H. P. Willmott's comprehensive, very readable, and brilliantly analytical account of the Japanese attack and the historical milieu that led to the attack tracing the roots of Japanese aggressiveness and hostility to the West. Superbly done with lots of rare photos.
This vivid recreation of the events of "the day which will live in infamy" is based on personal testimony and includes many photographs. Author Thurston Clarke evokes the feel and mood of Hawaii then and now.
Often considered the definitive book about the attack on Pearl Harbor written by Gordon W. Prange. This 753 page book is divided into three sections, "Prelude," "Action" and "Aftermath."

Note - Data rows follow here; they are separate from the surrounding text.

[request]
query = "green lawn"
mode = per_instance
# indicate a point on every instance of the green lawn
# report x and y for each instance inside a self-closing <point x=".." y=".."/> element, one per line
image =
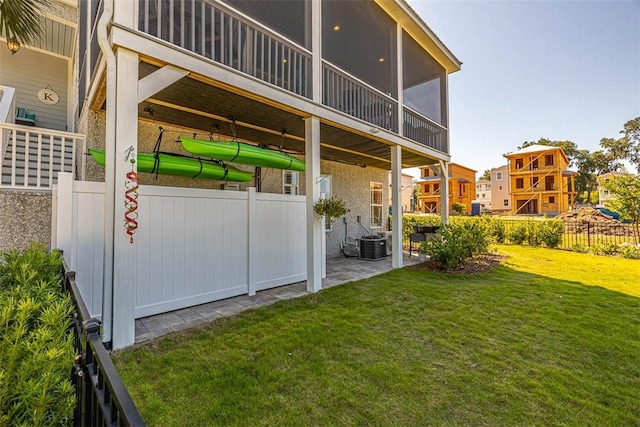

Walter Lord's vivid, compelling description of the Japanese attack on Pearl Harbor stands alone among World War II books. Written by the author of "A Night to Remember."
This lavishly illustrated book tells the story of Pearl Harbor through a robust and dramatic narrative, newly designed maps and illustrations, hundreds of archival photographs, and scores of historical artifacts. In a jarringly candid foreword, Senator Daniel K. Inouye of Hawaii recounts his personal experiences during the attack and the effect they had on him from that day forward.
Author Dan van der Vat's handsome and informative volume contains over 200 photos, many never seen before. A moving introduction is written by Senator John McCain of Arizona.
Author Edward C. Raymer's World War II book explores the "literally dark side" of Pearl Harbor and the Pacific war - the salvage efforts on sunken and damaged ships.
Author Stephen Bower Young's story of being aboard the Oklahoma when it was torpedoed at Pearl Harbor, capsized, and sank, killing hundreds of sailors and trapping him in a gun turret for twenty-five hours, where he struggled to survive.
Eyewitness accounts from soldiers, sailors, airmen, nurses, chaplains, and wives who were at Pearl Harbor. All describe their experiences at the scene on December 7, 1941.